Eu tenho apenas três minutos


 

Naquela época, as ruas abrigavam pequenos refúgios para conversas urgentes, outras não tão urgentes assim, servia para lembrar de alguém, para namorar, eram espaços cheios de sentimentos, saudades, paixão e anseios de esperanças, era para se comunicar com o outro lado da linha.... Esses refúgios eram conhecidos como orelhões, e sim, existia um tempo em que se fazia fila para usar um deles.



Ao longo das calçadas movimentadas, surgiam filas de pessoas segurando pequenas fichas de metal, adquiridas no bar da esquina, na padaria ou na banca de jornal. Cada ficha representava três preciosos minutos de conversa local, uma eternidade e, ao mesmo tempo, um piscar de olhos. As fichas eram pequenos discos mágicos que, quando inseridos no telefone público, conectavam corações separados pela distância.

O DDD, Discagem Direta à Distância, era um luxo esporádico, um elo tênue e breve entre estados. Com uma ficha especial, a conversa durava apenas dezoito segundos, mas nesses momentos, cada palavra ganhava um peso incalculável.


Recordo-me de uma canção antiga, uma melodia que ecoa na memória, envolvendo-me em nostalgia: “Alô, oi sou eu, por favor não desligue... Escute, estou no telefone de rua, já é tarde e a linha pode cair... Eu tenho apenas três minutos, eu tenho apenas três minutos... Para dizer que não posso viver sem você... Eu tenho apenas três minutos para dizer te amo, te amo, te amo...” A urgência e a paixão dessas palavras ressoavam em todos os que esperavam sua vez na fila, cada um com sua própria história para contar.
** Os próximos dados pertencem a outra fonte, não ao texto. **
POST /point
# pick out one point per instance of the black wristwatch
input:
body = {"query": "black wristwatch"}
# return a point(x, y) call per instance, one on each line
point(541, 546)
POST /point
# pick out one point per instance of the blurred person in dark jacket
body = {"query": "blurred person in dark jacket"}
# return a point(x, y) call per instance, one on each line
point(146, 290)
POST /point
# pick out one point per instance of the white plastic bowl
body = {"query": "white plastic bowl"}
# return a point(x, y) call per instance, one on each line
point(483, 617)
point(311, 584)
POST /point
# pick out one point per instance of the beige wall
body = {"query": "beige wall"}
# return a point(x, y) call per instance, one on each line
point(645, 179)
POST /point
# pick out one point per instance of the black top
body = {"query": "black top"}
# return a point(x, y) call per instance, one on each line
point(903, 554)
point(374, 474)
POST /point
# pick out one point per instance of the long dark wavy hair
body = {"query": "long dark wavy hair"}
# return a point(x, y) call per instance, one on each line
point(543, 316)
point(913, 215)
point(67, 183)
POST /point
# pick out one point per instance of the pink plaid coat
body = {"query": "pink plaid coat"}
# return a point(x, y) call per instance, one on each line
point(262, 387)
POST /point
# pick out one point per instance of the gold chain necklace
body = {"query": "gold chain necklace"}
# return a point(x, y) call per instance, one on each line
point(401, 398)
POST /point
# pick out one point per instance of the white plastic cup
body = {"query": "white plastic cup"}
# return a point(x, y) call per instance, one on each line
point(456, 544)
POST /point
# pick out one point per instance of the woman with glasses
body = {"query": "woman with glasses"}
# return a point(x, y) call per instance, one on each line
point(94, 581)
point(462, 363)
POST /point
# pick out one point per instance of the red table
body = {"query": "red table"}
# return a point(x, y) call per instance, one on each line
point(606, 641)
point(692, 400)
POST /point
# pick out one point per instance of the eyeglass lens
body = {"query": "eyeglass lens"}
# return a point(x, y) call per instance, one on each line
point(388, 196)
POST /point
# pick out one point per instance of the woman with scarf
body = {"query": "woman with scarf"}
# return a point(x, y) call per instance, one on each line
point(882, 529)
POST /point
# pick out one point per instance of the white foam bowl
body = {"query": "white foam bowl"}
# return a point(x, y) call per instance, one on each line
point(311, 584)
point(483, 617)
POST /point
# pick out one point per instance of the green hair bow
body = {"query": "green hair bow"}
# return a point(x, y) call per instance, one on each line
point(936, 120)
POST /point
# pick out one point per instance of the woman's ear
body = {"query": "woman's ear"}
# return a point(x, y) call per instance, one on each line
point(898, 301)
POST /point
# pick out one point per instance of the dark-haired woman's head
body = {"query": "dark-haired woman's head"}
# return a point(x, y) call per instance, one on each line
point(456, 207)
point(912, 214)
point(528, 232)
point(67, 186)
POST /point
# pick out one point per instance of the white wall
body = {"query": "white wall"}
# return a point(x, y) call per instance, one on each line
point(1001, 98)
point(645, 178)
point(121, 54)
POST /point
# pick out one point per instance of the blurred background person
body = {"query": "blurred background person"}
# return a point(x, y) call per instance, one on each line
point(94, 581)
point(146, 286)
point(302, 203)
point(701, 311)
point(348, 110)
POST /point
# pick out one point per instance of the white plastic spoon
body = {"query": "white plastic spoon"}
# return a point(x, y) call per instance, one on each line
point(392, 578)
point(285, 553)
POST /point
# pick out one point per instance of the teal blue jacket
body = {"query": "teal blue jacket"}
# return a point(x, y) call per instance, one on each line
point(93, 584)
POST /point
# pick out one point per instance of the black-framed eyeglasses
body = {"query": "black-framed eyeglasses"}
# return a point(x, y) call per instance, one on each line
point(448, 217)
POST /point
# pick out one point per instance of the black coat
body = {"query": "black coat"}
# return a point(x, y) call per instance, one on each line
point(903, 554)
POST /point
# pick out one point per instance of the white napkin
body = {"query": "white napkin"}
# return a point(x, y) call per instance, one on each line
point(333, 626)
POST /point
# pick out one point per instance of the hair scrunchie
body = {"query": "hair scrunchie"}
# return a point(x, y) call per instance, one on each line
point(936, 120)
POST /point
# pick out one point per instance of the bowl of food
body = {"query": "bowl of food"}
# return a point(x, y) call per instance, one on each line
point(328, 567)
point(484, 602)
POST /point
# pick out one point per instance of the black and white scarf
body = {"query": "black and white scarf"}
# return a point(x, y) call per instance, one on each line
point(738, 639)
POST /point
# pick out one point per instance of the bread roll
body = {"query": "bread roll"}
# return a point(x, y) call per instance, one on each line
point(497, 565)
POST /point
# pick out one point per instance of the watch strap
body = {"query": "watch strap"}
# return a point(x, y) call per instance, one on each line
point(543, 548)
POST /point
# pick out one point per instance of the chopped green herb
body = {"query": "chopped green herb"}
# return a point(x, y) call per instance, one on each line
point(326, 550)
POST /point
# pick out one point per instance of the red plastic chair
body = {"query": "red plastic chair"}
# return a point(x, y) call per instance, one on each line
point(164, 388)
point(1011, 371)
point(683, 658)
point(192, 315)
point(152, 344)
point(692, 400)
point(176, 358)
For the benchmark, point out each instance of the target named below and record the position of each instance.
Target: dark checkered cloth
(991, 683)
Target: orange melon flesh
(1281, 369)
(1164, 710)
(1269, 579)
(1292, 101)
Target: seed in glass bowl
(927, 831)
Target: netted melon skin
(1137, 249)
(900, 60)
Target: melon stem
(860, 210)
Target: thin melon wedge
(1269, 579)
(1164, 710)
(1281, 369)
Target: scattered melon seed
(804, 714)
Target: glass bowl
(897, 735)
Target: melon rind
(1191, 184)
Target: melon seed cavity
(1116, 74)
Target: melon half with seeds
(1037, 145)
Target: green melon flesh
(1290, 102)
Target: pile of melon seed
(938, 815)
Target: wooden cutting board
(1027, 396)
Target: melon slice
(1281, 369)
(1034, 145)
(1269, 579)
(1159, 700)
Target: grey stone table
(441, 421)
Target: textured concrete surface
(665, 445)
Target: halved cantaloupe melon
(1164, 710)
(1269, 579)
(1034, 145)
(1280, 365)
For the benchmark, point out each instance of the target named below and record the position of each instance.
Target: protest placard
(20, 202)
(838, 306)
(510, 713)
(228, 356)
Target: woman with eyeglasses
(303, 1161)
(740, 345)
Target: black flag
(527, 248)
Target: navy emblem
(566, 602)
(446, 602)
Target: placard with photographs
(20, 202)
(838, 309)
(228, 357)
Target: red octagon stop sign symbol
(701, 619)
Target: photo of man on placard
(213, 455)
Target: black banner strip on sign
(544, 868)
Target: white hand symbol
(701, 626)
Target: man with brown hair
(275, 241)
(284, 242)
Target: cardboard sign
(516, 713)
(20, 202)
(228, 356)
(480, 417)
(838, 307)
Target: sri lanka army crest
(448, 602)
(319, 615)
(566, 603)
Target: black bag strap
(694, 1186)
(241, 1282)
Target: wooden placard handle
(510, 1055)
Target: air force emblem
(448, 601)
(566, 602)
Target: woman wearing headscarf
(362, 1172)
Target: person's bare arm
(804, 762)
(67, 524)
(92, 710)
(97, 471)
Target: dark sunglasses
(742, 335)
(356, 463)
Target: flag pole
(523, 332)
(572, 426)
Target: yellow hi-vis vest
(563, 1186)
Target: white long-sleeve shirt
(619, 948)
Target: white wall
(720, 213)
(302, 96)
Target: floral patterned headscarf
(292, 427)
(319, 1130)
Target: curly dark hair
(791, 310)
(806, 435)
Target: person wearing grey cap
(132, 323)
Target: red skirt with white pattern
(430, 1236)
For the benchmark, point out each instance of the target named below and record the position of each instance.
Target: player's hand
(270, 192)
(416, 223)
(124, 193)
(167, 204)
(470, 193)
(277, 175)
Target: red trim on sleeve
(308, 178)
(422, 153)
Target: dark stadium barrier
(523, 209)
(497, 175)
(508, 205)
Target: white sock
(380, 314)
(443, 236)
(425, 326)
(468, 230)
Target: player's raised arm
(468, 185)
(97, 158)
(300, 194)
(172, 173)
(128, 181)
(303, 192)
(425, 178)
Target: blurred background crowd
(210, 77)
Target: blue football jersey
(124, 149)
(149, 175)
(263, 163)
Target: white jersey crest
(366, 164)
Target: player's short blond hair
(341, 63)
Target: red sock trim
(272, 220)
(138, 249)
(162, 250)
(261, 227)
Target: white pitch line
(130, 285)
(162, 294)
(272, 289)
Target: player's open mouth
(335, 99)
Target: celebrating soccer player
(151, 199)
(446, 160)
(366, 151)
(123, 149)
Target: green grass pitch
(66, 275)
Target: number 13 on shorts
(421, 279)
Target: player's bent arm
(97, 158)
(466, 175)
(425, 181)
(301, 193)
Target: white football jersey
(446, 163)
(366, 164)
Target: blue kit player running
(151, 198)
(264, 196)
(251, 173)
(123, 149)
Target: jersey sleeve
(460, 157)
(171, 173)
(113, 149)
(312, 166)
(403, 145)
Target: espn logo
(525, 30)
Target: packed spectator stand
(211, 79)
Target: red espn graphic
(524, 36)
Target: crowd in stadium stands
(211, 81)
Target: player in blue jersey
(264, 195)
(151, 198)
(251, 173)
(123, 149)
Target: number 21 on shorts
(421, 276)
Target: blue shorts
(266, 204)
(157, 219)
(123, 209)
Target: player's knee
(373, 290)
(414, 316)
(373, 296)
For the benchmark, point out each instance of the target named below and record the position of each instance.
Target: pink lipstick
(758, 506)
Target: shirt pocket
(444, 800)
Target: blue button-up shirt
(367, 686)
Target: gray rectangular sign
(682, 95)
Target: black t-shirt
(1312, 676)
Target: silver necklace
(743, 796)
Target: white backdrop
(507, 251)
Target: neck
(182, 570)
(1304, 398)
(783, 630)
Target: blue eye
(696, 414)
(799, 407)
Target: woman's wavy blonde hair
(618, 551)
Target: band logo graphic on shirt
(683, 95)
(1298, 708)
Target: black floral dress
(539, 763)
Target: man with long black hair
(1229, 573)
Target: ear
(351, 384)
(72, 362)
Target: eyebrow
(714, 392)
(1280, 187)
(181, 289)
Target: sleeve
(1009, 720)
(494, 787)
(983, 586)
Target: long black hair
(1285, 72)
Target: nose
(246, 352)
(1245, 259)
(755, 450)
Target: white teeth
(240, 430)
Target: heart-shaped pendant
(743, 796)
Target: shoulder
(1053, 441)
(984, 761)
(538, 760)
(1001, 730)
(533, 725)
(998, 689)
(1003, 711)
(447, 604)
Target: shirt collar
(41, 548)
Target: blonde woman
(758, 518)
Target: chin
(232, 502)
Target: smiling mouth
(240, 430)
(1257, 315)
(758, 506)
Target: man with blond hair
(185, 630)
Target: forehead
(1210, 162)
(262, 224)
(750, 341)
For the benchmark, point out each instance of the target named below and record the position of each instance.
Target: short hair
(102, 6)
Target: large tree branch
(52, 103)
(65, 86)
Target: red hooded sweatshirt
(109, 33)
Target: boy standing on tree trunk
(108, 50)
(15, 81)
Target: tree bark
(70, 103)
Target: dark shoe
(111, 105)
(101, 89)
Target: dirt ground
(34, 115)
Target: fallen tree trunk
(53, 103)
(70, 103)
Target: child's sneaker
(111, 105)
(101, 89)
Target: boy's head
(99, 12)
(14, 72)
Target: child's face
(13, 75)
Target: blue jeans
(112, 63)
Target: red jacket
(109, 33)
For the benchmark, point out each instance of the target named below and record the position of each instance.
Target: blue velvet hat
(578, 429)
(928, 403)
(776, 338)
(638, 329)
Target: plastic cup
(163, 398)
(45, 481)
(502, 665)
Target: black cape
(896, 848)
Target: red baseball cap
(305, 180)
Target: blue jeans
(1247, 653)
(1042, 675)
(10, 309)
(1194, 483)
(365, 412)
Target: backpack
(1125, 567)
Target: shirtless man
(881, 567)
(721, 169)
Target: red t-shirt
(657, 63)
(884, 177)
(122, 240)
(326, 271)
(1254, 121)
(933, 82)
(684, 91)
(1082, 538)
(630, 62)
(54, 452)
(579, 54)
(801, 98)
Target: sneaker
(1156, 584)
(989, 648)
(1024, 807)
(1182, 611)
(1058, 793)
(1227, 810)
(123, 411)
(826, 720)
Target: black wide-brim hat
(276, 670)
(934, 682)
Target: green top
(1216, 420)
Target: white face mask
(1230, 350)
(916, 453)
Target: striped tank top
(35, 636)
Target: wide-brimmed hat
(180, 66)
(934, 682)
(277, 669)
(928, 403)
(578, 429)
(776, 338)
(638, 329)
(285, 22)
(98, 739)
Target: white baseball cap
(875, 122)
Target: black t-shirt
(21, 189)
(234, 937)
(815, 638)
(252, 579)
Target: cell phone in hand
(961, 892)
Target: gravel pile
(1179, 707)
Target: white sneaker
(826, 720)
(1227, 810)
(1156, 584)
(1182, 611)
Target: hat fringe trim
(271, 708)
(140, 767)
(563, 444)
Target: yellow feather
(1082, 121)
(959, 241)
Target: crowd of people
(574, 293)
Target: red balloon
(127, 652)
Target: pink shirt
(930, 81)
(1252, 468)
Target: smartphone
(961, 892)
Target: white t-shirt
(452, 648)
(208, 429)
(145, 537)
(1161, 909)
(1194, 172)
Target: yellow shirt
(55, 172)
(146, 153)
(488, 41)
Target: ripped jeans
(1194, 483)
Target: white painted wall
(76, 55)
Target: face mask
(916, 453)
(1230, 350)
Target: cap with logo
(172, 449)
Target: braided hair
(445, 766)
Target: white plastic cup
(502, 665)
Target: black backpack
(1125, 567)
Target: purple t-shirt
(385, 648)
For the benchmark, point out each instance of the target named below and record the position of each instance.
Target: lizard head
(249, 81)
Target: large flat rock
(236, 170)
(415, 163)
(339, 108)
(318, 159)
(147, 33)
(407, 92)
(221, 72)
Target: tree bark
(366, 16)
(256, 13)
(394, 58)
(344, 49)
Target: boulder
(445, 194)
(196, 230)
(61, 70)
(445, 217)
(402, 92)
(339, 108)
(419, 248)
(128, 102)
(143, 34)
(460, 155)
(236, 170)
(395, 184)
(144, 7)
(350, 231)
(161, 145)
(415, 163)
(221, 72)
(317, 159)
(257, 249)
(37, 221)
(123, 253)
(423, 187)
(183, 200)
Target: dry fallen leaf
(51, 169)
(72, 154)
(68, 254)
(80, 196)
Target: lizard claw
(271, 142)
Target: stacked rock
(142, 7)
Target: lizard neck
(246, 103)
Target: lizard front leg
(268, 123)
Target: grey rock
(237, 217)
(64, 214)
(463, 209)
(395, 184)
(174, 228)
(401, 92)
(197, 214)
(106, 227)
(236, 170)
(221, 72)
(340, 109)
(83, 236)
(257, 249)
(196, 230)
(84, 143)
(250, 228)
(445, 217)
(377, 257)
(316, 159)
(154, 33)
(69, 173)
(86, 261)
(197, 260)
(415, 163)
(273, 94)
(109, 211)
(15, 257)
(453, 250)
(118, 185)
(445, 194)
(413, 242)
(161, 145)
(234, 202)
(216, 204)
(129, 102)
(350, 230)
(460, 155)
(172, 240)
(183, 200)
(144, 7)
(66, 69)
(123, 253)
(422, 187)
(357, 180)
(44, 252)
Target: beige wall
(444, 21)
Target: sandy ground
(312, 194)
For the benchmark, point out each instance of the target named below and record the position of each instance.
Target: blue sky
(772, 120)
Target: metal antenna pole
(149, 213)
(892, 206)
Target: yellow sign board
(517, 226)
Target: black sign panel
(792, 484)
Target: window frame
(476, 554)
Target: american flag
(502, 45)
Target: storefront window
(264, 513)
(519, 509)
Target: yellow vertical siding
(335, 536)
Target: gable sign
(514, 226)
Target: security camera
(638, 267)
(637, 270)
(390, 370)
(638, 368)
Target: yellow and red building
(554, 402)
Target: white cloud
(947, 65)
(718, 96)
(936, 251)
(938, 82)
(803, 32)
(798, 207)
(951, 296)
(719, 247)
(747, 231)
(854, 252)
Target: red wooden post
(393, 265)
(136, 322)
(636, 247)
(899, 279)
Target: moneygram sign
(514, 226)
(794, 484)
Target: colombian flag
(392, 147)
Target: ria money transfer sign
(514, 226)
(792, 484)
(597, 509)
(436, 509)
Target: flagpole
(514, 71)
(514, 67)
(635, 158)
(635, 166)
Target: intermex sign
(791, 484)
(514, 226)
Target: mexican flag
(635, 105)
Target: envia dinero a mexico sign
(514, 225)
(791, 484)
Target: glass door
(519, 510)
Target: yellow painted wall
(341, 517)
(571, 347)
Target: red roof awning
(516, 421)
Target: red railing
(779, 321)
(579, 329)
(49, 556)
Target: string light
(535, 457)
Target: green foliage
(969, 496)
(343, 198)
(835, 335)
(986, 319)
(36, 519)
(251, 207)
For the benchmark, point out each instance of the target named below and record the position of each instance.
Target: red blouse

Os orelhões, ou TUPs (Telefones de Uso Público), eram abrigos de metal projetados pela talentosa arquiteta e designer sino-brasileira Chu Ming Silveira. Os primeiros protótipos surgiram em 1971, no saguão do edifício sede da Companhia Brasileira de Telecomunicações (CBT), na Rua 7 de Abril, no coração de São Paulo. Em 4 de abril de 1972, os orelhões foram oficialmente lançados, primeiramente no Rio de Janeiro e em São Paulo, transformando a paisagem urbana e a vida cotidiana.


Nos idos da década de 90, durante as férias em Rio Verde, quando ainda residia em São Paulo, costumávamos ir até a Telegoiás para fazer ligações interurbanas. No balcão, solicitávamos a ligação e a atendente nos direcionava a uma cabine específica. Ali, conversávamos, contávamos como estávamos e relatávamos nossas estripulias. Ao finalizar, voltávamos até a atendente para perguntar o valor da ligação.


Hoje, os orelhões desapareceram das ruas, substituídos por celulares e tecnologia digital. Mas as memórias daqueles dias continuam vivas. Quando lembro daqueles momentos, da ansiedade na fila e da emoção de ouvir uma voz querida do outro lado da linha, tudo se resume a três minutos. Eu tenho apenas três minutos para reviver essas lembranças, para sentir novamente a emoção de cada ligação, para lembrar que, por três minutos, eu podia dizer te amo, te amo, te amo. Três minutos que carregam uma eternidade de saudades e sentimentos. Três minutos que, um dia, foram o suficiente para unir corações separados pela distância.